A no-code AI workflow is an automated sequence of steps that combines traditional automation (connecting apps, triggering actions) with AI intelligence (writing, analyzing, deciding). It’s built using visual tools like Make.com or Zapier — no programming required. The AI component, powered by tools like Claude or ChatGPT, adds reasoning and content generation to otherwise simple rule-based automations.
Do I need technical skills to build workflows with Make.com?
No. Make.com uses a visual drag-and-drop builder where you connect modules on a canvas. If you can use a spreadsheet or a simple form builder, you can use Make.com. The only slightly technical part is setting up the Claude API connection, which involves copying an API key and pasting a URL — a one-time step that takes about 10 minutes with a tutorial.

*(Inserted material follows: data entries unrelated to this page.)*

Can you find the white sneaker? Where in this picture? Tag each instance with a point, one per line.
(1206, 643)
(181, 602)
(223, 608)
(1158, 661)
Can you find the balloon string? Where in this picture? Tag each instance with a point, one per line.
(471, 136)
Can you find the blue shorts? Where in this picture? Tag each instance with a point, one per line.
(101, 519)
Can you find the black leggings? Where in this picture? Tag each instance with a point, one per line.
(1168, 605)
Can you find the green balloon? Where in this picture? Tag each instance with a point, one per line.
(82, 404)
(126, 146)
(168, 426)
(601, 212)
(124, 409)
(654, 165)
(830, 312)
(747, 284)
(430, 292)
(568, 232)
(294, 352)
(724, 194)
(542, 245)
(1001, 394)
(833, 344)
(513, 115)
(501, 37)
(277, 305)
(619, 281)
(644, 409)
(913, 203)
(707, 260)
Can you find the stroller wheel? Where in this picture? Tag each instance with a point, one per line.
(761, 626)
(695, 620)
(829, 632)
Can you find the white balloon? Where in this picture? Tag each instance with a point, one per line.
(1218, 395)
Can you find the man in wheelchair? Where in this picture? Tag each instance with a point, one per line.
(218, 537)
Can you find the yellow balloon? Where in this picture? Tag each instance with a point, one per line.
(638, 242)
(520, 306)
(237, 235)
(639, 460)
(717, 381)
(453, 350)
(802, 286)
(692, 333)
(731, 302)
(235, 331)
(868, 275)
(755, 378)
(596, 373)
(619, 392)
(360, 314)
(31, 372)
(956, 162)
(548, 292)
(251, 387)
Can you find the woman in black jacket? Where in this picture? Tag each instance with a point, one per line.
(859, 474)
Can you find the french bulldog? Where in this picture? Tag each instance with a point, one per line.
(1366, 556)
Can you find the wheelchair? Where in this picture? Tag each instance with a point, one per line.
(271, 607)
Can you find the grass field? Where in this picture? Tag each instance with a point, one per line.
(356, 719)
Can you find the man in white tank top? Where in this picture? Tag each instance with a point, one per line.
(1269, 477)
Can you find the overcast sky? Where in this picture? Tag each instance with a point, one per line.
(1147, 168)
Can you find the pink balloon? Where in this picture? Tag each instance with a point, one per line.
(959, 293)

How much does it cost to run no-code AI workflows?
Make.com’s free tier includes 1,000 operations per month — enough for testing. The Core plan at $9/month covers most solo businesses. Claude API costs are usage-based, typically $2-5/month for the volumes most solopreneurs run. Total cost for a complete no-code AI workflow setup: about $11-14/month.
Is Make.com better than Zapier for AI workflows?
For most solo founders, yes. Make.com offers more visual control over complex workflows, better pricing for high-volume automations, and more flexibility with HTTP modules for API calls. Zapier is slightly easier for very simple workflows (2-3 steps), but Make.com scales better as your automations grow more complex. Both support AI integrations through API calls.